Sanders doesn't talk about this much on the campaign trail in 2016 — perhaps because even though none of his policy ideas were adopted, the media landscape has changed dramatically since the mid-1990s. And it's arguably changed in ways that vindicate some of Sanders's thinking. His campaign was initially written off by most established political reporters, but Sanders-related content proved highly viral on social media. Even as most prominent pundits — including liberal ones like Paul Krugman — remain deeply skeptical of Sanders, pro-Sanders takes are widely shared and read.

Sanders sees Vermont as a template for national success

Sanders's book recounts his career in more or less chronological order. But there's one big exception: Sanders's 1996 congressional reelection campaign, a story he repeatedly highlights throughout the autobiography as exceptionally formative.

It's an odd choice, and a revealing one.

Bernie Sanders campaigning in Iowa this summer. (Al Drago/CQ Roll Call)

On the surface, there are so many better options to choose from. Sanders stunned Burlington when he successfully ran for mayor as an independent in 1981. He got national attention in 1990 when he was elected the first socialist member of Congress in decades. He squeaked out a narrow three-point victory during the Republican wave of 1994.

Why, then, does he repeatedly highlight his relatively easy and uneventful 1996 victory — he won by a 55-32 margin — over Republican Susan Sweetser?

Sanders gives us a clue in how he talks about the election. Over and over, he cites the amount of money spent against him in the campaign, noting that he was "targeted by corporate America" and placed atop a national business group's list of candidates to beat.

"My opponent has been promised $153,000 from the Republican national party, which will come directly from some of the richest people in America. She has already received, and will undoubtedly continue to get, heavy contributions from the some of the largest corporations in America and from groups that represent multi-billion dollar corporate interests," Sanders writes. "Never before had the ruling class of Vermont and the nation paid quite so much attention to a Congressional race in the small state of Vermont."

Money is so central to his understanding of politics that he writes as if this made him an underdog in the race. And when he wins, Sanders sees it as vindication that a "political revolution" of the lower class is possible in America — because it already happened in Vermont.

There are a lot of problems with this claim. Vermont does have a left-wing third party with seats in the state legislature, but it's hardly a dominant force.
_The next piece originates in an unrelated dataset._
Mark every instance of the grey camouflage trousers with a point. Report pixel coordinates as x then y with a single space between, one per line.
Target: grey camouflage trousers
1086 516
The Republican candidate in the 1996 race, challenging a liberal incumbent in the most liberal state in a presidential election year, was almost certainly the real underdog.

But Sanders does not think about politics as a function of voter ideology. He thinks of it is a function of class. And if the voters of Vermont support his crusade against the financial elite, Sanders thinks, the voters of America will do so as well.